In 2007 a protocol was agreed between the Ministry of Economic Development here and the Ministry of Finance in Canberra which requests officials writing or rewriting regulations in each country to take the other into account so that opportunities are taken to improve compatibility and new incompatibilities do not develop.
This is particularly relevant to the Australian government’s initiative to align state and federal laws. A hard-won new federal-state alignment which is incompatible with New Zealand would be much more difficult to get changed.
But beside the formal exchanges, much happens under the radar. This occurs at four levels, apart from the mingling of the two populations as a result mainly of New Zealanders emigrating to Australia:
* informal contact between officials in Wellington, Canberra and the state capitals;
* informal or semi-formal cooperation between institutions, as in the links between the two non-government standards bodies or in the “virtual” Australia New Zealand School of Government which is independently funded but draws on universities in both countries;
* formal cooperation by the commissions overseeing competition and the securities markets and the courts;
* participation by New Zealand ministers (and senior officials) in Australia’s federal-state ministerial councils.
This variety is matched by the variety of policy options. They range from mutual recognition of a regulatory mechanism (as for the financial sector), a product standard or professional or trade qualification to harmonised regulation and, beyond that, to joint regulators.
In this last category comes the Trans-Tasman Therapeutics Goods Agency, which the National party blocked in Parliament despite a compromise which met its objections.
The therapeutics agency stalled on both commercial and “sovereignty” grounds — the Greens argued the latter case. That shows that any steps beyond an SEM such as a common border and a common currency administered by a joint Reserve Bank are off the agenda for a good while yet.
Meantime, the focus stays on bread and butter. Australia is looking again at mutual recognition of dividend credits (though in the context of a wide-ranging overhaul of the tax system which might result in scrapping imputation because only our two countries have one). New Zealand is gingerly examining an Australian request for an investment agreement similar to the one it has with the United States.
But is that all there is to a single market — better commercial flows within the Australasian market?
In 1983 when CER was negotiated some of those involved argued that there was more to CER than improving Australasian economic efficiency (as it has).
They argued that businesses and policymakers needed to look not just east-west but north — to build on greater efficiency to do better in the world. Part of that, they argued, would to operate jointly in trade and other forums.
The two countries do cooperate in many forums. But in free trade agreements they have gone separate ways: New Zealand with the P4 and China, Australia with the United States.
There is a recent exception: the joint agreement with ASEAN. And the leadership forum, its east-west agenda securely tucked into a range of working groups, this year picked up that outward-looking theme.
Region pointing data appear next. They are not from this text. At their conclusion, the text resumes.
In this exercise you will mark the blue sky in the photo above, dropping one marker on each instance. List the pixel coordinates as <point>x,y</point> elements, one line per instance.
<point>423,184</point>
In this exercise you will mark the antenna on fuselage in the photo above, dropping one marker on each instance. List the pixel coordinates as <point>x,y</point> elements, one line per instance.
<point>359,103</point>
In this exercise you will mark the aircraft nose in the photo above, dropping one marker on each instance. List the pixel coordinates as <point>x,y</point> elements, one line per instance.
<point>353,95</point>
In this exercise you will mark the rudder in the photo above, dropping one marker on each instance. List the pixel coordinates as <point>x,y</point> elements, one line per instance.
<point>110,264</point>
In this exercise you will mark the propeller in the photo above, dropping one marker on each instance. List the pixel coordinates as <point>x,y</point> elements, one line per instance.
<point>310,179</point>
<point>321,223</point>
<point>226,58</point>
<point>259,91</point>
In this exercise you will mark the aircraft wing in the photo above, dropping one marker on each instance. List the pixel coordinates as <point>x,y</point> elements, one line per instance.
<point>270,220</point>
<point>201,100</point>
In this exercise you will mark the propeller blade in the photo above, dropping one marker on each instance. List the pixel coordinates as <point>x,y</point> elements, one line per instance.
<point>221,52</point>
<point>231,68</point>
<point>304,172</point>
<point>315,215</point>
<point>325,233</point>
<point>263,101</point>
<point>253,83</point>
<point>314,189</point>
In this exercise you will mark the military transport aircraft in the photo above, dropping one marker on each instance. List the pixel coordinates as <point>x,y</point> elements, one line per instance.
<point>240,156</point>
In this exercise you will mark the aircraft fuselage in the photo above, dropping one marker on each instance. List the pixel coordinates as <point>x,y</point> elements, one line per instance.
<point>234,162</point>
David Skilling argued in a paper for this year’s leadership forum that New Zealand should shift its focus from growing the bilateral economic relationship to “partnering with Australia in order to position New Zealand to more successfully compete in the global economy”
The point, as far-sighted negotiators in 1983 foresaw, is that CER and SEM go far beyond the formal wording. They are ingredients in an organic relationship from which New Zealand needs to extract maximum benefit.
That benefit is not to be a better Tasmania. It is to be a high-income player in the world economy. Australia can help. That is the real CER and SEM challenge for the next 25 years.